ハテヘイ6の日記

ハテヘイは日常の出来事を聖書と関連付けて、それを伝えたいと願っています。

詩人金子兜太の生き方

 「ただ、あなたは、ひたすら慎み、用心深くありなさい。あなたが自分の目で見たことを忘れず、一生の間、それらがあなたの心から離れることのないようにしなさい。あなたはそれらを、あなたの子どもや孫たちに知らせなさい。」(申命4ノ9)。

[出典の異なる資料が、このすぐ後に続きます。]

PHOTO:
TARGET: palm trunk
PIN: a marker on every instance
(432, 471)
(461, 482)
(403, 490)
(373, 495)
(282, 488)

 2016年8月10日の福島民報は、敗戦の日を前に、詩人金子兜太氏にインタビューした記事を載せていました。画像はネットからお借りし、一部変更。
 金子氏は旧制水戸高校から東大経済学部を出て日銀に入り、1943年学徒動員で応召、海軍主計中尉として、トラック島に渡りましたが、そこは日米の激戦地となりました。
 1044年2月に米軍の空襲を受けたトラック島は、ほとんど機能喪失の状態に陥り、さらに周辺諸島の陥落で、制空・制海権を奪われたと言われます。物資の供給が途絶え、島では多くの餓死者が出ました。
 金子氏は「筋骨隆々の男たちが見る見るうちにやせ、眠るように死んでいきました」と証言しています。
 そうした中、金子氏でさえ、あと何人か死ねば、残りを生かすだけの食糧はあるな」という浅ましい考えを抱いた事を、赤裸々に告白していました。
 さらに手榴弾の実験で、一人の工作兵が誤って身近なものにぶつけた為破裂し、「腕は吹っ飛び、背中がえぐれてぽっかりと穴が開きました」と、目の前で目撃した事を伝えています。勿論この兵士は即死です。金子氏は「こんなばかげた死に方は許せない。戦争はざれ言じゃないんですよ。手足が吹っ飛び、体に穴が開くんだ」と、憤りを込めて言います。
 戦後日銀に復帰したものの、労働運動に関わるうち、この組織が敗戦を経ても何も変わらない事に、鬱々といた気分を抱きながら早々と退職します。
 以後の金子氏は、あの戦争が何だったのかをずっと考え続けていますが、同世代の人々が次々と亡くなって行く中、自分の目で見た戦場での死のむなしさ、異常さを、是非とも戦争を知らない世代に伝えてゆきたいと、90歳を過ぎてからも積極的に活動しています。
 そして現安倍政権の改憲の動きに対しても危機感を抱き、こう考えました。いとうせいこうさんとの対話(http://www.tokyo-np.co.jp/hold/2014/taidan140815/ )の中にあります。
 「安倍さんをはじめ、今の政治家は、集団的自衛権を実現させようと、憲法の事実上の改悪を考えたりして戦争へ一歩近づいているが、なんであんな平気な顔で、得意顔でできるのかと考える。そうしたら分かりましたよ。死の現場をほとんど踏んでない人たちなんだ」。
 だから金子さんは「あの体験を忘れることは出来ません。若い世代に伝えることが、九十歳を過ぎてからの私の仕事だと思っています」と民報のインタビューで、きっぱり表明しました。
 私は戦争を体験せず、アサヒグラフなどで見た事、父母から聞いた戦争の怖さを伝え続けたいと願っています。ちなみに父は横須賀海軍で勤務中の事故や、相当数の人々を戦艦大和にて見送り、ほとんど帰還・再会することが無かった事を私に伝えましたし、母は東京杉並の家でP52が低空飛行で機銃掃射を浴びせた事を語りました。